Allah, kullarını belli bir düzen içerisinde yaratmış, onlardan da bu düzenin devamlılığı için çaba sarf etmelerini istemiştir. Şüphesiz ki düzen, -daha doğrusu İslami düzen- toplum içerisinde bulunan dengesizlikleri, çarpık zihinleri ve batıl sözleri yok etmekle başlar. Bunlar yola konduğunda ise insanların durumlarını belli bir nizama oturtacak konulara giriş yapılmalıdır. Çünkü yeryüzü, asla adalet üzerine kurulu değildir. Bir yerde amaçsız sevinçlerin karşı konulmaz kahkahaları yükselirken bir başka yerde yaşama tutunmaya çalışan fakat ölümden farksız bir hayatı kucaklayan insanlar bulunmaktadır. Bu denli zıtlıkları içinde taşıyan dünyayı adaletli, düzenli, neşeli ve hür bir evren olarak tanımlayamayız. Onun büyüklüğü, kimilerine dar gelirken kimileri için eşsiz büyüklükte bir nimettir. İşte, eşitsizliğin mimarı olan bu küre, insanları birbirinden ayrı kılmakta ve onları bir araya getirecek ya da belli çerçevede birleştirecek güce sahip değildir. Ancak dünyadan soyutlanıp kendi nizamını oluşturan ve kanunlarını hak dine göre yazan kimseler başka. Onların başına geçtiği dava, bir nevi kurtuluşları olacak; peşinden gelenler ise Nuh’un (a.s.) gemisindeki insanların takipçisi olacaklardır.

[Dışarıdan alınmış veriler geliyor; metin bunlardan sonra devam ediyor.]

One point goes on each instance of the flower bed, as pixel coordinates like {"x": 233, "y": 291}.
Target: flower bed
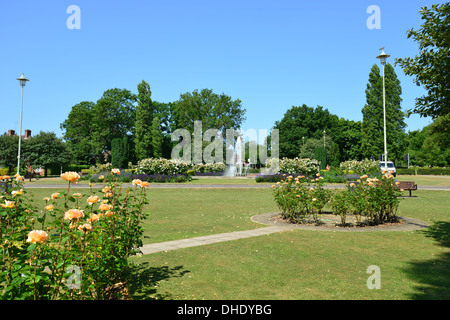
{"x": 374, "y": 199}
{"x": 295, "y": 166}
{"x": 71, "y": 245}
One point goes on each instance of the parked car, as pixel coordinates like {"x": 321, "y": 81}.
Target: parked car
{"x": 390, "y": 167}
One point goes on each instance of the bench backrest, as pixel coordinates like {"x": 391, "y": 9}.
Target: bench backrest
{"x": 407, "y": 185}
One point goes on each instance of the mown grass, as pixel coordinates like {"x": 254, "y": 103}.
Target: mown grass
{"x": 296, "y": 265}
{"x": 314, "y": 264}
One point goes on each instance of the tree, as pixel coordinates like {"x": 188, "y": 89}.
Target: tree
{"x": 215, "y": 111}
{"x": 46, "y": 150}
{"x": 114, "y": 116}
{"x": 144, "y": 118}
{"x": 120, "y": 151}
{"x": 157, "y": 138}
{"x": 372, "y": 143}
{"x": 304, "y": 121}
{"x": 9, "y": 147}
{"x": 431, "y": 68}
{"x": 79, "y": 133}
{"x": 348, "y": 140}
{"x": 431, "y": 145}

Bahsettiğimiz düzen, elbette bir anda ortaya çıkacak değildir. Allah’ın kullarına sunduğu fırsatlar, bu sistemin tohumları mesabesindedir. İşte bu fırsatlardan biri de infak ve infaka kapı açan kurban ibadetidir.
Müslüman, bulduğu nimetleri değerlendirirken veya paylaşma yoluna giderken her daim rabbinin rızasını elde etme ümidinde olmalıdır. Zira onun bu âlemdeki amacı; ona ulaşmak, onun dinini yaşamak ve dinine layık gördüğü önderlerin izini takip etmek, dünyada ve ukbada yüce dine dair ne varsa bilmek, ilimden uzak kalmamak, emirleri bir nişan olarak taşımaktır.

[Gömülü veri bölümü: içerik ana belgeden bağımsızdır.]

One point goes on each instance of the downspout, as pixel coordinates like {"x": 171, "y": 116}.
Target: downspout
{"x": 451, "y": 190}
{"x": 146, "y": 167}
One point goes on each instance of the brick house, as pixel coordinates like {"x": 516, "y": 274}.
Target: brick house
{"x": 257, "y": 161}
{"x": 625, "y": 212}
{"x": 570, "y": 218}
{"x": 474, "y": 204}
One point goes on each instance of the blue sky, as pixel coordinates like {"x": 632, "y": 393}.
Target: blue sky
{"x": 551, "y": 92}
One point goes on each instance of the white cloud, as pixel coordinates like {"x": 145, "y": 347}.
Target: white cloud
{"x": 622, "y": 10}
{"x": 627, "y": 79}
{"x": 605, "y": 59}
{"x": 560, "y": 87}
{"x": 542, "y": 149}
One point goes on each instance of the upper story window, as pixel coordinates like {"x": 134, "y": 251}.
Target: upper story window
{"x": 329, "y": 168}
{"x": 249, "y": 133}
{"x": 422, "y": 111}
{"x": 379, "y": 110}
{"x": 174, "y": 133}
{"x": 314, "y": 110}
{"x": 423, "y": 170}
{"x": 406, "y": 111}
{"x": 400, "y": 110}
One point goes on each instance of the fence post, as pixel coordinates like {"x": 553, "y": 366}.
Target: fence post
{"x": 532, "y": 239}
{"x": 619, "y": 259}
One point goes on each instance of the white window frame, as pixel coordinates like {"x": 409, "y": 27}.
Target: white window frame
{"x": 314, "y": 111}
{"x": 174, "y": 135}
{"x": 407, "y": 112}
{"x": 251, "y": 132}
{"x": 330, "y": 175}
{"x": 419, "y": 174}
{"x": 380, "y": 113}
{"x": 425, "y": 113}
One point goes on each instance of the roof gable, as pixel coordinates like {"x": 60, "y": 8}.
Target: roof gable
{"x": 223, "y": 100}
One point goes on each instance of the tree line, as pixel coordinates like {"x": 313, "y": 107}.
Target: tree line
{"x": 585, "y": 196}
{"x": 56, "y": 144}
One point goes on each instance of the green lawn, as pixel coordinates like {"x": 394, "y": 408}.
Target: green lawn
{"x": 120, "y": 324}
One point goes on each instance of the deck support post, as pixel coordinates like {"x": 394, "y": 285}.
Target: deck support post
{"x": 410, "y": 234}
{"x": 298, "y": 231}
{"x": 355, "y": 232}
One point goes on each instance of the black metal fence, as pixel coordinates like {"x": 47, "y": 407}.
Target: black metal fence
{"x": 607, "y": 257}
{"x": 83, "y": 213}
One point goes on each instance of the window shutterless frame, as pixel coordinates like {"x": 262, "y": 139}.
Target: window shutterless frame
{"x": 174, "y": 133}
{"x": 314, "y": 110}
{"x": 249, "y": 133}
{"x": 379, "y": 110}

İnfak, İslam toplumunu birliğe taşır, mazlumun varlığını hatırlatır, kardeş olma bilincini aşılar. Ona tutunmak, ahireti hatırlatır ve dileyen herkese azık oluşturma imkânı verir. Belli gün ve vakitlere fazilet tohumları eken İslam, infak emriyle de insanı bambaşka nimetlere sürüklemektedir. Vermek, gönle su serpen duygular oluşturur ve kişiyi ecir yollarına sevk eder. Her yönden fayda barındıran bu eylem, dalga dalga topluma yayılmalı, İslam’ın tasvir ettiği kardeşlik dosdoğru kavranmalıdır. Kur’an’ın hakkıyla yaşaması ve varlığının arka planda kalmaması için bu, şarttır. Onun namaz emri olduğu gibi, infak emri de vardır. Bir emri alıp, hayatımızda yerli yerine oturtup diğerini görmezden gelmek mümkün değildir. Bu, mümin anlayışına terstir.

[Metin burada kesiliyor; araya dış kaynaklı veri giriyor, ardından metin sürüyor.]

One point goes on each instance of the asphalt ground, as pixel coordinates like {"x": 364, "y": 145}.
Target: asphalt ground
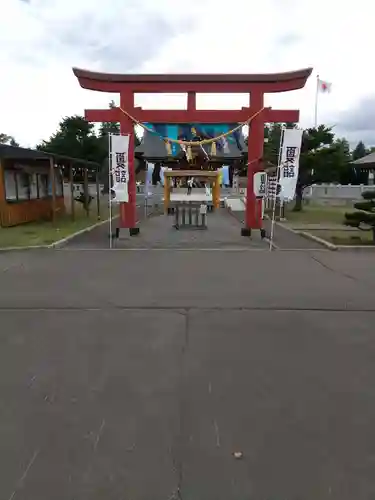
{"x": 143, "y": 373}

Saf saf olmak, bizlerin yegâne gayesiyken sık sık parçalanmanın eşiğine gelmekteyiz. Gayesini yitirmiş milletler tökezlerken bizlerin onlardan farkı olmalı değil mi? Alevi şiddetli ateşler, onları çepeçevre sararken bizi kurtaracak olan nura, koşarak gitmemiz gerekmez mi? Arayış içinde olduğumuzu sanıyoruz ama bir bir kaybediyoruz içimizdeki heyecanları. Onlar yok olurken de benliğimiz yerle bir oluyor. İnancımız, meselemiz ve özümüz terk ediyor ruhumuzu. Hâlbuki kullar, ilahlarının kendilerine dünya ve ahiret mutlulukları için şart koştuğu şeyleri kaçırmamalı. Aklı başında bir mümin; hükmü, dünyalıkların eline vermemeli. Zira dünyaya sarılanın bedeni yara içerisinde, ruhu ise pişmanlıklar denizinde mahsur kalır. Hiçbir sevinç dünyaya layık değildir. Tümünü ahirete saklamalı. İnfak yollarını kaçırmadan selim bir kalp ile adımlarını atmalı.